The legal and investigative tracks remain open. Because a city vehicle was involved, Louisville Metro Police assigned the case to its Public Integrity Unit rather than a standard patrol investigation. The coroner’s office took nearly two months to release its formal ruling, saying it wanted to complete the investigation carefully before issuing a cause and manner of death. Greenberg said in February that investigators then had found no evidence of wrongdoing, but that statement came before the public learned more from the police report and 911 calls. Rivas has said the family plans to file suit against Metro Government and that the case is about access to information as much as damages. She has said her investigators were allowed to inspect the truck and found an inward-facing cab camera covered by a glove, a detail she called questionable. She has also said the family has not been allowed to review the video footage authorities collected. As of April 13, no criminal charges or public disciplinary findings had been announced. The city has continued to cite the active investigation when asked for more details. That leaves the next steps clear in outline but not in timing: police must finish their review, the family is expected to sue, and the city will eventually have to answer both in court and in public.

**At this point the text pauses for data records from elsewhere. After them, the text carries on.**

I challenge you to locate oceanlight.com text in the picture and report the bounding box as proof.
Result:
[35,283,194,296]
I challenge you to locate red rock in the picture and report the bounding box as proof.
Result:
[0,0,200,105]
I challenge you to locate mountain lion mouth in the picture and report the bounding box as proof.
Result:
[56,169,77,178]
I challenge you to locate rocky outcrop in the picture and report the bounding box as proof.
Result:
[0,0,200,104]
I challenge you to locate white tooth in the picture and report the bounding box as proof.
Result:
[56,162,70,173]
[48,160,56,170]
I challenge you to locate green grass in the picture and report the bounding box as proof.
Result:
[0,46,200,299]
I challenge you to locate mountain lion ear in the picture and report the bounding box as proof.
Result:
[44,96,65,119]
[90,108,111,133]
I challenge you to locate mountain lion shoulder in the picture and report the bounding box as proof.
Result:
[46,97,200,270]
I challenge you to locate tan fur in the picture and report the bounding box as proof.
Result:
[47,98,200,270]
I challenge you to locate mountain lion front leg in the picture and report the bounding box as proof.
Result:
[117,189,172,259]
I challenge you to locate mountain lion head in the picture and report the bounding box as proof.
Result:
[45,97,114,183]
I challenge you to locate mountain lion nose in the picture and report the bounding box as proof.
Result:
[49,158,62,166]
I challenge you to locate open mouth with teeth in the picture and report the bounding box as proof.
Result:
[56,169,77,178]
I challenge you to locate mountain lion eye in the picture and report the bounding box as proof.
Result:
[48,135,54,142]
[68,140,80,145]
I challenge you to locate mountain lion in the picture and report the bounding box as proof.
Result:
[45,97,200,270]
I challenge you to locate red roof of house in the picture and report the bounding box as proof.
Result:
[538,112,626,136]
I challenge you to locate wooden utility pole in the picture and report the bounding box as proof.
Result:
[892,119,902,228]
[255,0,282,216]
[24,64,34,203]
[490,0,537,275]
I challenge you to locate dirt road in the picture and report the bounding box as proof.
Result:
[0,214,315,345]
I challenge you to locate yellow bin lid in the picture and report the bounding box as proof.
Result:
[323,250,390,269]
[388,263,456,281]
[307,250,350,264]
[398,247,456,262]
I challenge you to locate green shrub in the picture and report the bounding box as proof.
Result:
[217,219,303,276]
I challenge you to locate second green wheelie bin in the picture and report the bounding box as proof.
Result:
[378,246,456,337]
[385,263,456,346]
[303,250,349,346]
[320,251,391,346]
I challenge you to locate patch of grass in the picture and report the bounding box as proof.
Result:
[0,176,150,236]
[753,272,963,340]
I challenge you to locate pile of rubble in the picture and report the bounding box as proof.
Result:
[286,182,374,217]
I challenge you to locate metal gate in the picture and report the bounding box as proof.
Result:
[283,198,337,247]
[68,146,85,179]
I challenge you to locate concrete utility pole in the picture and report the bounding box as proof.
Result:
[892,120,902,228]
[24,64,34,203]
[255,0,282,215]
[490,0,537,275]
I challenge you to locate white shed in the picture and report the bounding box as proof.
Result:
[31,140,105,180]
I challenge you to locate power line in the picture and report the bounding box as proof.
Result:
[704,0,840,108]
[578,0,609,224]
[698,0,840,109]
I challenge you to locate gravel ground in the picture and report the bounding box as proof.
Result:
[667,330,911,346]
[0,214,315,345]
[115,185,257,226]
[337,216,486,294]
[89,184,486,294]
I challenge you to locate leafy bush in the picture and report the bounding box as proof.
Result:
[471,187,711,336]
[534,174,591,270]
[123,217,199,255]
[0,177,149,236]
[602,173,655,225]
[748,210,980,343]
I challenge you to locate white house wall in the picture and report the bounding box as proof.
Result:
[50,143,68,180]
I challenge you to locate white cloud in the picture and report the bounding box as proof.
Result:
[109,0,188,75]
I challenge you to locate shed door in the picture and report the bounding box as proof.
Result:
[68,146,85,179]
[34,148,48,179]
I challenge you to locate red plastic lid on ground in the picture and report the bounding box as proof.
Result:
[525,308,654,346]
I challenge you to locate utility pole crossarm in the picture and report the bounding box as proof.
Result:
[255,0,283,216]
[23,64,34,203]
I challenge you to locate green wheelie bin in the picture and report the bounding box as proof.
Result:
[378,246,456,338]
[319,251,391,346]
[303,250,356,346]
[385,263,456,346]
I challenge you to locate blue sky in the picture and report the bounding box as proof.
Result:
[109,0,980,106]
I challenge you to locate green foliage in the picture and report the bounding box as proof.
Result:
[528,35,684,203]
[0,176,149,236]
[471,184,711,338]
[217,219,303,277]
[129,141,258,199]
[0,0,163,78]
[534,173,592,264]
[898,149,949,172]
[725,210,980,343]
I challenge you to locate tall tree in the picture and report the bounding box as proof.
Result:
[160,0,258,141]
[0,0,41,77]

For Adams’ relatives, those official steps sit alongside a much more personal loss. Akers, who traveled from Lexington after learning what happened, has described her older sister as loud, protective and impossible to miss in a room. She said Adams loved music, looked after her younger siblings and kept reaching out, even in hard years, from whatever phone number she had at the time. Near the alley, family members and neighbors left flowers and a small wreath where Adams had been living. At the same time, residents and advocates have kept returning to the same basic question Akers has asked since February: how did workers using heavy machinery in a trash-filled alley never realize a person was there, and why did no city worker call for help after Adams emerged badly hurt? Those questions have given the case its staying power. The fight is not only over what the video shows. It is also over what duty city crews owed in that moment, what they did after the claw came down and whether Louisville changes anything before the next cleanup truck turns into another alley.
For now, the case stands at an uneasy middle point. The coroner has ruled, the police investigation remains open, the workers are still publicly unnamed, and Adams’ family says a lawsuit is coming soon. The next milestone is likely a court filing or a new public update from investigators, whichever comes first.
Author note: Last updated April 13, 2026.